Homes in areas that are flood prone and have inadequate defences are facing flood damage excess levels more than 40 times higher than low-risk properties, as well as sharply higher premiums.
The National Flood Forum charity said it believed insurers were making policy terms more onerous for such properties, even before the looming expiry of an industry commitment with ministers to provide universal cover.
While negotiations continue to renew the agreement, which runs out at the end of June, insurers have warned that without a fresh deal about 200,000 homes will struggle to get affordable household insurance.
The industry is keen on introducing a scheme under which householders would have to pay an extra £10 on top of their annual premiums to fund a flood insurance scheme, which would be underwritten by the government. But Defra, the environment department; the Treasury and insurers have failed to reach agreement.
Oliver Letwin, the government’s intellectual troubleshooter, has been deployed to forge a deal and met Otto Thoresen, director-general of the Association of British Insurers, to discuss a way out of the impasse.
Mary Creagh, shadow environment secretary, said she already had heard terrible examples of households facing excesses that were “completely unaffordable”.
She called on the government to stop “stalling” and provide answers to worried people in flood-prone areas all over Britain. “We could see whole areas of the country blighted,” she added.
“If the excess is thousands of pounds, people won’t be able to get a mortgage, or sell their home.”
Even under the existing agreement there is no particular requirement for insurers to provide affordable cover.
Some households are already enduring excess levels of as much as £20,000 compared with £250 for low-risk peers, according to AA Insurance.

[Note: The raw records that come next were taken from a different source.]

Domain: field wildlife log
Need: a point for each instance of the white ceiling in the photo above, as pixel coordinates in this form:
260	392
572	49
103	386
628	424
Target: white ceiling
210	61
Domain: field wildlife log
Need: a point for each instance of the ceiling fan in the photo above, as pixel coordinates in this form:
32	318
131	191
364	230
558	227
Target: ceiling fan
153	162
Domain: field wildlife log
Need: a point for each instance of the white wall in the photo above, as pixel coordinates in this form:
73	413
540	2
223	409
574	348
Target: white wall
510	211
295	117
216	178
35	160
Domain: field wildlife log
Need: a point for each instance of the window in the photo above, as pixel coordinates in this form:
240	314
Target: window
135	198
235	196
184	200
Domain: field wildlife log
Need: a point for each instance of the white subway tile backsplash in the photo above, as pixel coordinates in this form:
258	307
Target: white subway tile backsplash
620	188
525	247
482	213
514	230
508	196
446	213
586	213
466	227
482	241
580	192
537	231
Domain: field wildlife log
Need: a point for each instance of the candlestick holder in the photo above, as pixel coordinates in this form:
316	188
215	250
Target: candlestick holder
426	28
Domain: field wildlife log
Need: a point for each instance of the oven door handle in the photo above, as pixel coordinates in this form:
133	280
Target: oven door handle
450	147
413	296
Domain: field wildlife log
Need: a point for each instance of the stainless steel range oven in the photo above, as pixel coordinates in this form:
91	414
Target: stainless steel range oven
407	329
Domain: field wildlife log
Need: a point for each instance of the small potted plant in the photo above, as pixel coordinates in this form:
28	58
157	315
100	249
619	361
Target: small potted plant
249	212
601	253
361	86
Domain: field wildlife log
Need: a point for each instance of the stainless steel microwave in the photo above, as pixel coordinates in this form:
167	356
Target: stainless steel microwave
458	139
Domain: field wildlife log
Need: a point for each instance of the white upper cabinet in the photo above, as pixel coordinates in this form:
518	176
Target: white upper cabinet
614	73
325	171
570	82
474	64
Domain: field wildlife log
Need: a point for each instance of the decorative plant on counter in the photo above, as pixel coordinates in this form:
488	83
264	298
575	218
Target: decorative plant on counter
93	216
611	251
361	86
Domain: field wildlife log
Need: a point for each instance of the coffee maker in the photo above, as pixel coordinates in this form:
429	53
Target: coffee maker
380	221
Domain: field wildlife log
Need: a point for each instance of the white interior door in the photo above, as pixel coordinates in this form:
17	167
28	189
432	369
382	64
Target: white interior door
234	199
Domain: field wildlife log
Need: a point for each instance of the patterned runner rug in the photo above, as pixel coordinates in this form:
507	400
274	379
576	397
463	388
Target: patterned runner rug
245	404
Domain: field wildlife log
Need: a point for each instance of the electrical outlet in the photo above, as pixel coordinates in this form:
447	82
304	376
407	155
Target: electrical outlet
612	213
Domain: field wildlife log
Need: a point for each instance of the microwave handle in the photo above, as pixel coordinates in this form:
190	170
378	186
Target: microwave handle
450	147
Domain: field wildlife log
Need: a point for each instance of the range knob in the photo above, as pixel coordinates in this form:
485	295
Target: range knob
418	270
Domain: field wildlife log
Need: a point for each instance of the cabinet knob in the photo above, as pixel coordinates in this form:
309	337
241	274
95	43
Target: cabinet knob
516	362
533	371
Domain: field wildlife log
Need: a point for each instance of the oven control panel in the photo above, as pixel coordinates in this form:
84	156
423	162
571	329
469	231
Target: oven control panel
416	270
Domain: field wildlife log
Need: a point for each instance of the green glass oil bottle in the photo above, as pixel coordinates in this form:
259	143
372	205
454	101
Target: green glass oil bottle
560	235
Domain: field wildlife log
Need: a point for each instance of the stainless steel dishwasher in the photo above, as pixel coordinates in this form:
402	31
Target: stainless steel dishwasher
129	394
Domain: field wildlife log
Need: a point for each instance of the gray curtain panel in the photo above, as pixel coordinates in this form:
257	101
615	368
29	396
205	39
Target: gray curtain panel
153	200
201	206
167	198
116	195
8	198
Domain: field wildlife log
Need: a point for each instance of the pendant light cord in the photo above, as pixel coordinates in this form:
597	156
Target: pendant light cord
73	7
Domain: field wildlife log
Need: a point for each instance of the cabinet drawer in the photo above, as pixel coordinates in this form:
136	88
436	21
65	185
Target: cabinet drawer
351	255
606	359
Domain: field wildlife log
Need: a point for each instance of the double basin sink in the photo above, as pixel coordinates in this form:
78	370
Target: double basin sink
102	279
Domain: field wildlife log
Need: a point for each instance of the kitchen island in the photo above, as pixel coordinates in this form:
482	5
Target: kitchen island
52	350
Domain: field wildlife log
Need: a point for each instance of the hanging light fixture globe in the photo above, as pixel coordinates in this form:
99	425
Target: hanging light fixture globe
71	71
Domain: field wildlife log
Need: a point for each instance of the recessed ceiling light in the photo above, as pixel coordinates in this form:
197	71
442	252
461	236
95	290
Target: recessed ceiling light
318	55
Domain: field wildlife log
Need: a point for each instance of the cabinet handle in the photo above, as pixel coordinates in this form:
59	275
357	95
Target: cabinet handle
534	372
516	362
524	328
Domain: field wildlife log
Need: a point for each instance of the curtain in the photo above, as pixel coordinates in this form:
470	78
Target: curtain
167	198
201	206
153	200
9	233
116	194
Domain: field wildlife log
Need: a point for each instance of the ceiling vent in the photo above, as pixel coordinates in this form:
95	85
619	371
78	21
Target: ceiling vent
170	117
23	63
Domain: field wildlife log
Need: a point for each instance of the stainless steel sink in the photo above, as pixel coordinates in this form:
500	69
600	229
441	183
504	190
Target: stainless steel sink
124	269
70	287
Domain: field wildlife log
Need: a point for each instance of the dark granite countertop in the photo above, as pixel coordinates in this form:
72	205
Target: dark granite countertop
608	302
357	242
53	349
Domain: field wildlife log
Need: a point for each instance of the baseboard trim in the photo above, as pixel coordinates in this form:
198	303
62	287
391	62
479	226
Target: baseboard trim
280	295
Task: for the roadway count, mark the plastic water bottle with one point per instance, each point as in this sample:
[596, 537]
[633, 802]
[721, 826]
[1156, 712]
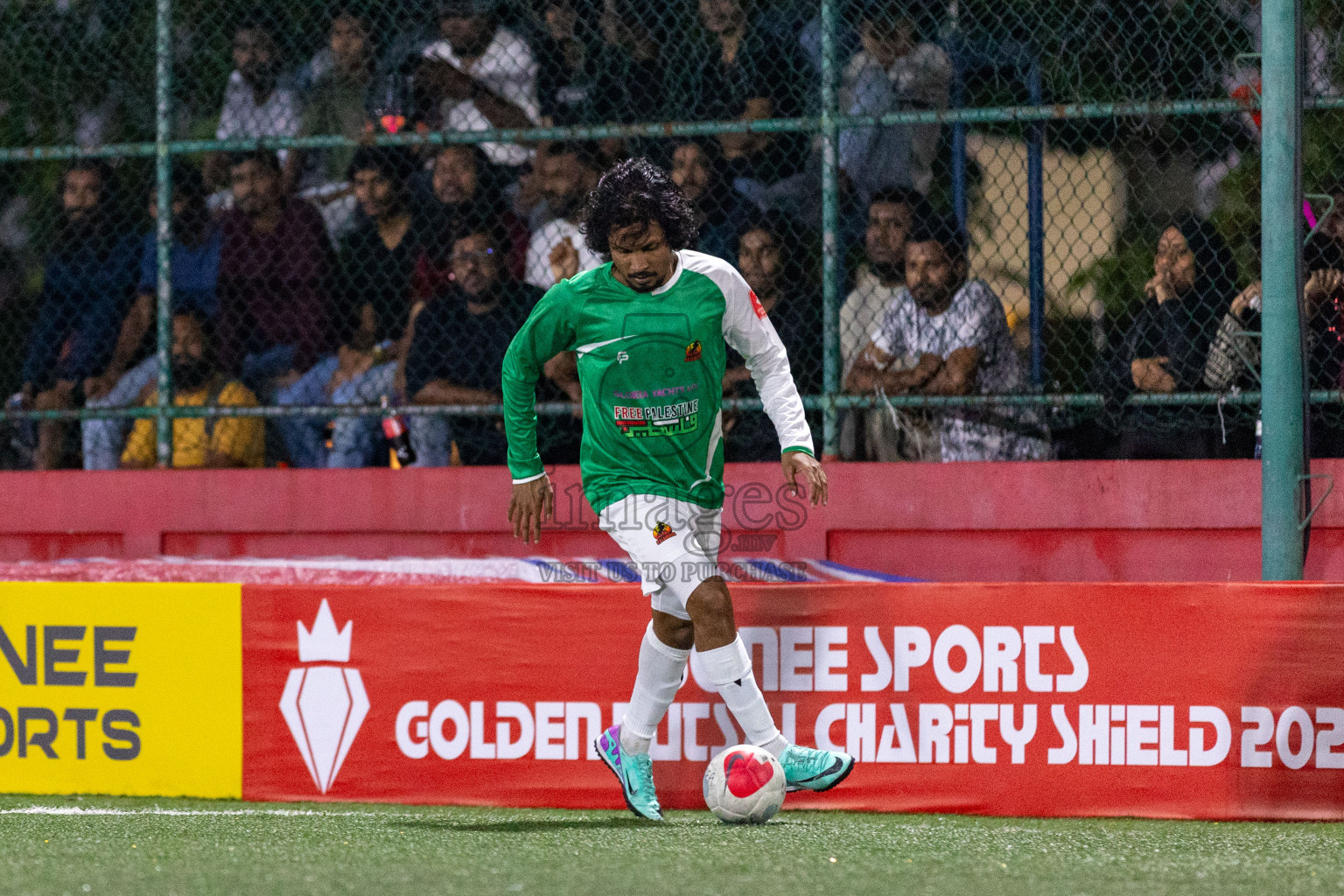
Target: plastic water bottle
[398, 439]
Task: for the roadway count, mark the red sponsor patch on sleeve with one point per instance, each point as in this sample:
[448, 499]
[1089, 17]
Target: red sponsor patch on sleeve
[756, 304]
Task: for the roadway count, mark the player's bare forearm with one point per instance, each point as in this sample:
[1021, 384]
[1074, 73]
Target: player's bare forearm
[531, 502]
[800, 465]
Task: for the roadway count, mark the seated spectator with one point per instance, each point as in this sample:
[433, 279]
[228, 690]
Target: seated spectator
[597, 75]
[258, 102]
[880, 280]
[892, 73]
[458, 351]
[767, 258]
[87, 283]
[699, 170]
[567, 172]
[956, 333]
[481, 75]
[1166, 348]
[343, 101]
[193, 260]
[464, 191]
[1236, 351]
[737, 72]
[200, 442]
[374, 296]
[275, 271]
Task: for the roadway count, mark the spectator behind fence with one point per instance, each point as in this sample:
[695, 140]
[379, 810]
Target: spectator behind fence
[87, 283]
[699, 170]
[1167, 346]
[195, 274]
[883, 434]
[956, 332]
[275, 273]
[343, 101]
[200, 442]
[592, 75]
[770, 261]
[892, 73]
[480, 75]
[374, 296]
[732, 70]
[567, 172]
[1234, 352]
[458, 351]
[258, 101]
[464, 191]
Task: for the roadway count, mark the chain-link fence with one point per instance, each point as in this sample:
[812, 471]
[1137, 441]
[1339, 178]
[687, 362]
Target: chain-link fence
[304, 233]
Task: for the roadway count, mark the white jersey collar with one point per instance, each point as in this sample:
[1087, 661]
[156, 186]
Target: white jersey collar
[672, 280]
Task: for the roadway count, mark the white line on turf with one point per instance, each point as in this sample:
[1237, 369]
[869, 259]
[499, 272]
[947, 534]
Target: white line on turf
[94, 810]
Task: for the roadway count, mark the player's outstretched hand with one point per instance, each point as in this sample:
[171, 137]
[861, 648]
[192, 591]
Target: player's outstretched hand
[531, 502]
[802, 465]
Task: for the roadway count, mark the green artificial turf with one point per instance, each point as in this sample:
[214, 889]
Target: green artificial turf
[266, 848]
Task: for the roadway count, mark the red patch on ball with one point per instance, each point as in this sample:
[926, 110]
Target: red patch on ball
[746, 774]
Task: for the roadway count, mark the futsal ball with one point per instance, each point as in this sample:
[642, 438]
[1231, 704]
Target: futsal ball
[744, 785]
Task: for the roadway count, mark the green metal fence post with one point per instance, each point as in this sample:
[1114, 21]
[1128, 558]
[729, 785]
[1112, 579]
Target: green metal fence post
[1281, 248]
[163, 202]
[830, 251]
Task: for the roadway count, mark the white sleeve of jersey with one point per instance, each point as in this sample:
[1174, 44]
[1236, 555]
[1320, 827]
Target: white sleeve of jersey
[749, 331]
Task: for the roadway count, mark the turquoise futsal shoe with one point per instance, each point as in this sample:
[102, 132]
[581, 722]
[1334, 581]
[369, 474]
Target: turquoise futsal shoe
[634, 774]
[816, 770]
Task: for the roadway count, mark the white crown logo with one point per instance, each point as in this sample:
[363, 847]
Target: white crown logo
[324, 705]
[324, 641]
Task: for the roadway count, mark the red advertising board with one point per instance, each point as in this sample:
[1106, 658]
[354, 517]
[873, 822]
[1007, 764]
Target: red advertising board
[1160, 700]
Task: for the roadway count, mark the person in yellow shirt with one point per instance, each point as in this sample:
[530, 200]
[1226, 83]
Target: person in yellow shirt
[200, 442]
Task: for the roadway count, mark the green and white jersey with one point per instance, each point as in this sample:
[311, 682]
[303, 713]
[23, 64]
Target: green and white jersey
[651, 366]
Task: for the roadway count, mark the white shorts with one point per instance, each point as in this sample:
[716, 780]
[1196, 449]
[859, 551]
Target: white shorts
[672, 544]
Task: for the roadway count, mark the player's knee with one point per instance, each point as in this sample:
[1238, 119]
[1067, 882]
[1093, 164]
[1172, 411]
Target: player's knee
[674, 630]
[710, 604]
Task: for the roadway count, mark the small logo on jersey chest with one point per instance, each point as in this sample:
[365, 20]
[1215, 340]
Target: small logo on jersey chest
[757, 305]
[662, 532]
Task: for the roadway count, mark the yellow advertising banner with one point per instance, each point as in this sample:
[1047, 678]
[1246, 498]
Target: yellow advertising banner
[130, 690]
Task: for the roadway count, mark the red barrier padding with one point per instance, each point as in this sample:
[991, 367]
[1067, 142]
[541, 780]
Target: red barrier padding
[1160, 700]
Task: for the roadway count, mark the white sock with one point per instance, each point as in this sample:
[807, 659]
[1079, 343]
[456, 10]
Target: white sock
[654, 690]
[729, 669]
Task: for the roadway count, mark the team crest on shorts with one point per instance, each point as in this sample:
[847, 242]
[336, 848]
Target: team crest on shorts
[662, 532]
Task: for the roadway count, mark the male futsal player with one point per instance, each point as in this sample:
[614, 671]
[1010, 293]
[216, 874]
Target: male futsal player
[651, 329]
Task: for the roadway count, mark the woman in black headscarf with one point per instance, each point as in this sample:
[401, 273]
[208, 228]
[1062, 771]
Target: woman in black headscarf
[1164, 351]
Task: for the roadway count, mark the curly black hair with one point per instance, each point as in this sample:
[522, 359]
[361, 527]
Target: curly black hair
[637, 192]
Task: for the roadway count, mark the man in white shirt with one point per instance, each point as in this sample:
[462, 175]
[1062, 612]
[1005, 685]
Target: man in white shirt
[957, 332]
[567, 172]
[257, 101]
[481, 75]
[882, 434]
[892, 73]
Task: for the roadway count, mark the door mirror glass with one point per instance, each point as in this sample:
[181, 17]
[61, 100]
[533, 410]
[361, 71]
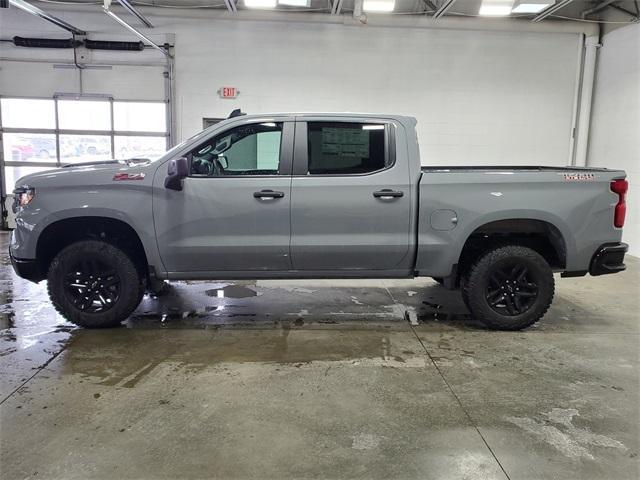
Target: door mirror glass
[222, 145]
[177, 170]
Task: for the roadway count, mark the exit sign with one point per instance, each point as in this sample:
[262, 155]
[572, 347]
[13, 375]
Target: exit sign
[228, 92]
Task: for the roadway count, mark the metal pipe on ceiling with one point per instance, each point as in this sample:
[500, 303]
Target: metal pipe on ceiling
[231, 6]
[597, 8]
[33, 10]
[137, 33]
[135, 13]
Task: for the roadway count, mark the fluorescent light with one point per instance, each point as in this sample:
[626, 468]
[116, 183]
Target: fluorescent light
[378, 5]
[295, 3]
[494, 11]
[530, 6]
[495, 8]
[260, 3]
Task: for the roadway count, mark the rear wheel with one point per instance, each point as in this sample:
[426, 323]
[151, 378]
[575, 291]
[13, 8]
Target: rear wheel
[509, 288]
[94, 284]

It added: “Thousands could be facing excesses on their flood damage significantly in excess of £10,000.”
Mohammad Kahn, partner at PwC, the consultants, said: “If you’re in a flood plain then generally you have high excess levels already.
“But there’s quite a few households who could see their excess levels rise quite significantly – those that are on the edge of flood plains or who suffer surface water flooding repeatedly.”
Households across the UK are facing premium increases of between 3-5 per cent next year, according to Deloitte, as underwriters try to pass on the costs of claims from a year of floods that are estimated to reach at least £1bn.
But brokers said homes in at-risk areas could endure rises of as much as 10 times these levels.
A government source dismissed insurers’ recent claims that the talks with the industry had been stalling, saying progress was still possible. “We are now waiting for the ABI to come back to us with a proposal,” he said.
Owen Paterson, communities secretary, said this week that he wanted to get in place a system that protected homes in flood areas but which did not impose too high a burden on taxpayers.
The ABI said it remained “committed to working with the government”.
“We have put forward a flood insurance fund proposal which we believe is the only solution to ensure affordable flood insurance in the future,” it added.
“In no other country is flood insurance for those at high flood risk available on the open market without some form of government involvement.”